But Section 1332 would require changes to be an effective alternative to the status quo. First, new alternative state health plans could only take effect starting in 2017 so this date would need to be moved up. Second, Section 1332 gives far too much discretion to the executive branch to determine whether a state plan is consistent with the hazy federal requirements to qualify for a waiver.

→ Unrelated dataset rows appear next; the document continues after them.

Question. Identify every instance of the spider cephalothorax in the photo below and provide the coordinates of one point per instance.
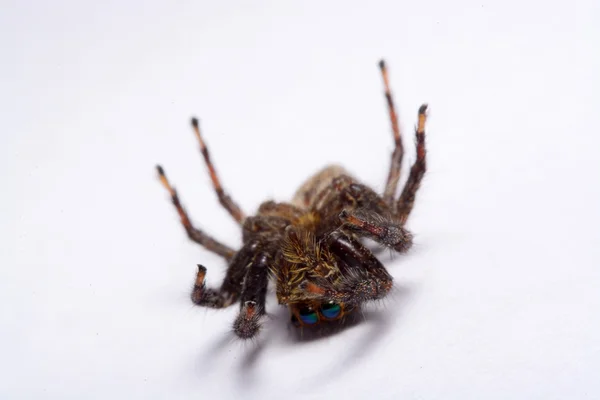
(311, 247)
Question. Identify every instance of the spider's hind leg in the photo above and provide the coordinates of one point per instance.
(195, 234)
(231, 288)
(357, 209)
(397, 155)
(253, 297)
(225, 200)
(407, 198)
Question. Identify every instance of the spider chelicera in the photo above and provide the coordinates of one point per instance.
(311, 247)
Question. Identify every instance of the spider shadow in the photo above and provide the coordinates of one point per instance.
(275, 332)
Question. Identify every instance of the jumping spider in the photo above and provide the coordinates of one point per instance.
(311, 246)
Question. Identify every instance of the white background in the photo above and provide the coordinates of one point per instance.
(499, 298)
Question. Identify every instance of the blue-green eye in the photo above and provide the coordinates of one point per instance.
(308, 316)
(331, 310)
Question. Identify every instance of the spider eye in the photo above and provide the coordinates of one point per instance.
(295, 320)
(331, 310)
(308, 316)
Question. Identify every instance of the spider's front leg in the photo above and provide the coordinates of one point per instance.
(363, 277)
(231, 288)
(363, 212)
(253, 296)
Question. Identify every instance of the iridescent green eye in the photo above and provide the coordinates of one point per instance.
(308, 316)
(331, 310)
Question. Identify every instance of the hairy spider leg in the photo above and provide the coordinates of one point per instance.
(407, 198)
(197, 235)
(231, 288)
(364, 277)
(362, 212)
(253, 297)
(389, 193)
(367, 223)
(225, 200)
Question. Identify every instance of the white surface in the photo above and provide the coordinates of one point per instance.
(499, 299)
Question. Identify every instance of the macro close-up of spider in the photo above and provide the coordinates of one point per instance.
(311, 246)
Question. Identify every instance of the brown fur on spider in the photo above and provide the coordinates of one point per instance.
(311, 247)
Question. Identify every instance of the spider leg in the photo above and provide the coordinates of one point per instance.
(231, 288)
(193, 233)
(417, 171)
(253, 296)
(356, 208)
(225, 200)
(364, 278)
(369, 224)
(397, 155)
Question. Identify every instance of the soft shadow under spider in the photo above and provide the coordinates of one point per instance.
(380, 321)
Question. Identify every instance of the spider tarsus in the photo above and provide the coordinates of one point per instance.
(247, 324)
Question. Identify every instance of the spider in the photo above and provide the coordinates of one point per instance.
(311, 246)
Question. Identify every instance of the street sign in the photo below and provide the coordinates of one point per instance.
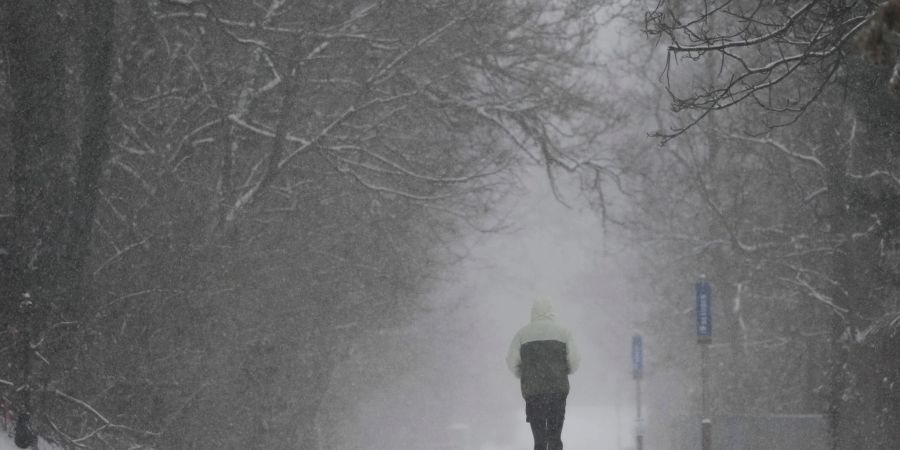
(637, 357)
(704, 311)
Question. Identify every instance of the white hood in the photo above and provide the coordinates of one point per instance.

To earn a waiver, state reform plans must provide coverage that is at least as “comprehensive,” “affordable” and widespread as that found in the Affordable Care Act. The plans also must not increase the federal deficit. But the Obama administration has provided little specific guidance as to what a state reform plan must look like in order to qualify for a waiver. Moreover, the secretary of Health of Human Services determines whether a plan meets all of these requirements. And as long as President Obama is in office, it is highly unlikely that a state reform plan, particularly one from a Republican governor, would ever be approved under the law as written.

Section 1332 needs to be amended to narrow the discretion vested in HHS to approve or reject state health-reform plans and grant waivers. It also needs to more explicitly and precisely empower states to enact innovative health reforms, while providing them with the federal funding necessary to implement them.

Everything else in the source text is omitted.